Rust's Magic Type System

if !is_valid_email(&form.email) || !is_valid_password(&form.password) {
	return HttpResponse::BadRequest().finish();
}

This code is a piece of shit; a nightmare waiting to happen. To understand why and how to fix it, you first need to understand the biggest lesson Rust has taught me: the power of using the type system to enforce invariants.

Let's figure it out. In programming, an invariant is a rule or condition that must always be trueFor example, if we are writing software to manage bank accounts, one of the invariants might be that the balance should never be less than zero (assuming overdrafts are not allowed).

struct BankAccount {
    // in cents
    balance: i32,
}

But how can we observe this invariant?

There are several approaches that can be divided into two categories: manual invariant enforcement and automatic invariant enforcement.

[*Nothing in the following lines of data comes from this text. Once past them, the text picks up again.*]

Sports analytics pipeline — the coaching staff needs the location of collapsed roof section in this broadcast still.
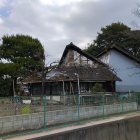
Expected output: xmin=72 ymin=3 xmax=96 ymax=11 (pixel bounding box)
xmin=59 ymin=42 xmax=105 ymax=67
xmin=46 ymin=65 xmax=121 ymax=82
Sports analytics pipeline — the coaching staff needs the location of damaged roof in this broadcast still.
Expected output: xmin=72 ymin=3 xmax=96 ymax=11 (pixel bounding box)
xmin=59 ymin=42 xmax=105 ymax=66
xmin=97 ymin=44 xmax=140 ymax=64
xmin=46 ymin=65 xmax=121 ymax=82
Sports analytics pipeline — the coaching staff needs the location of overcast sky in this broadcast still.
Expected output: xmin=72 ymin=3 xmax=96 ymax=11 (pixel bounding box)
xmin=0 ymin=0 xmax=140 ymax=64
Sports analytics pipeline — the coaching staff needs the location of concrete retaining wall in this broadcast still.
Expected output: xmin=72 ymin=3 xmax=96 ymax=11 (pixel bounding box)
xmin=28 ymin=116 xmax=140 ymax=140
xmin=0 ymin=102 xmax=137 ymax=134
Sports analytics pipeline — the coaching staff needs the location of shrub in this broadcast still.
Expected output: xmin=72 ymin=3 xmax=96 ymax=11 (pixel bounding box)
xmin=91 ymin=83 xmax=105 ymax=94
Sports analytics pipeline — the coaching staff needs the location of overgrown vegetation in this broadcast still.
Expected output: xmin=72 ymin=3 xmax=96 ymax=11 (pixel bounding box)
xmin=0 ymin=35 xmax=45 ymax=96
xmin=91 ymin=83 xmax=105 ymax=94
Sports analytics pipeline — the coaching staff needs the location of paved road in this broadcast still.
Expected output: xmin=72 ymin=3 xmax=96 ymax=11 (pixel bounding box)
xmin=7 ymin=112 xmax=140 ymax=140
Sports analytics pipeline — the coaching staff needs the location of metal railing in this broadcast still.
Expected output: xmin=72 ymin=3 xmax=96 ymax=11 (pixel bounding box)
xmin=0 ymin=94 xmax=138 ymax=134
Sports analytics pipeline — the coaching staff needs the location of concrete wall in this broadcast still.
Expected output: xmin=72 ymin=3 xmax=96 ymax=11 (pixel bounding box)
xmin=32 ymin=116 xmax=140 ymax=140
xmin=0 ymin=102 xmax=137 ymax=134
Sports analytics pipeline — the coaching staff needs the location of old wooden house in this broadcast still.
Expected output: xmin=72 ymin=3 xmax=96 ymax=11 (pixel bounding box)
xmin=28 ymin=43 xmax=120 ymax=95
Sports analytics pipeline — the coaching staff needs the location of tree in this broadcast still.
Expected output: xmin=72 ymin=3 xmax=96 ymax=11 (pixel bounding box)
xmin=0 ymin=35 xmax=45 ymax=95
xmin=85 ymin=23 xmax=140 ymax=58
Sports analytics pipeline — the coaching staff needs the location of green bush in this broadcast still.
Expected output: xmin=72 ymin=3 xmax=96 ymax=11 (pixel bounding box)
xmin=91 ymin=83 xmax=105 ymax=94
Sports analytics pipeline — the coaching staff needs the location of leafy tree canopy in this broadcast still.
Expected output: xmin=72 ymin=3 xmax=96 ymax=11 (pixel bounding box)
xmin=0 ymin=35 xmax=45 ymax=96
xmin=0 ymin=35 xmax=44 ymax=75
xmin=85 ymin=23 xmax=140 ymax=58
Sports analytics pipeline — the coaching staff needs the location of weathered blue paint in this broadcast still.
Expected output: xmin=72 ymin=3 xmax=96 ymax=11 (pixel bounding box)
xmin=100 ymin=49 xmax=140 ymax=92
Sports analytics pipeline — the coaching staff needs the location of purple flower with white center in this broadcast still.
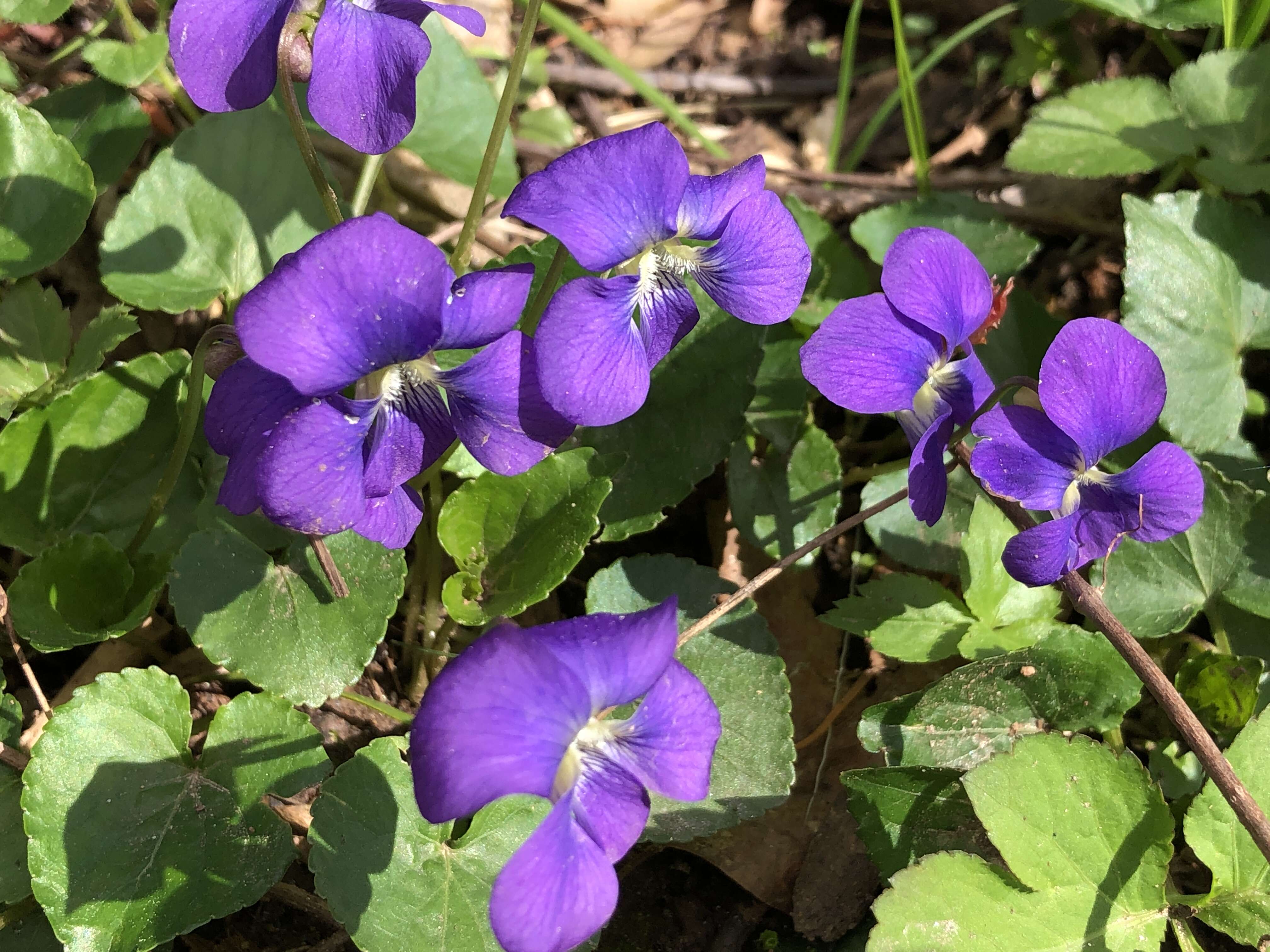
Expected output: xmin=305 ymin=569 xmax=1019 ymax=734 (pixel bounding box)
xmin=168 ymin=0 xmax=485 ymax=154
xmin=801 ymin=229 xmax=993 ymax=525
xmin=206 ymin=213 xmax=573 ymax=548
xmin=410 ymin=598 xmax=720 ymax=952
xmin=503 ymin=123 xmax=811 ymax=427
xmin=970 ymin=317 xmax=1204 ymax=585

Manual invariant enforcement

Manual observance of the invariant includes:

  • Code revisions

  • Comments in code

  • Documentation

  • Project documents

  • Even verbal agreements shared between team members

As you can imagine, this type of enforcement is quite fragile, but it has its uses. For example, imagine a UI invariant that any delete action requires user confirmation. This would be very difficult to enforce automatically, so you simply describe these rules in documentation and try to enforce them during code reviews. Violating this invariant would not be catastrophic, so perhaps it is sufficient in this case.

However, if we use a manual approach in our bank balance example, it will quickly lead us to ruin.

struct BankAccount {
    // in cents
    // should never be less than 0!
    balance: i32,
}

We cannot afford to violate the invariant here; we need a more reliable method of enforcing it.

Automatic invariant compliance

Includes:

  • Runtime assertions

  • Runtime checks

  • Testing

  • Input validation

  • Using the type system

We will cover all of these approaches, with a particular focus on using the type system, which is the most reliable way to enforce invariants.

Asserts

Let's start with assertions as a method of automatic invariant compliance.

struct BankAccount {
    balance: i32,
}

impl BankAccount {
    fn new(initial_balance: i32) -> Self {
        assert!(initial_balance >= 0, "Initial balance cannot be negative");
        Self {
            balance: initial_balance,
        }
    }

    fn deposit(&mut self, amount: i32) {
        assert!(amount >= 0, "Deposit amount cannot be negative");
        self.balance += amount;
    }

    fn withdraw(&mut self, amount: i32) {
        assert!(amount >= 0, "Withdrawal amount cannot be negative");
        assert!(self.balance >= amount, "Insufficient funds");
        self.balance -= amount;
    }
}

We assert that the initial balance must be greater than or equal to zero. And we put the same assertions in the methods deposit And withdraw.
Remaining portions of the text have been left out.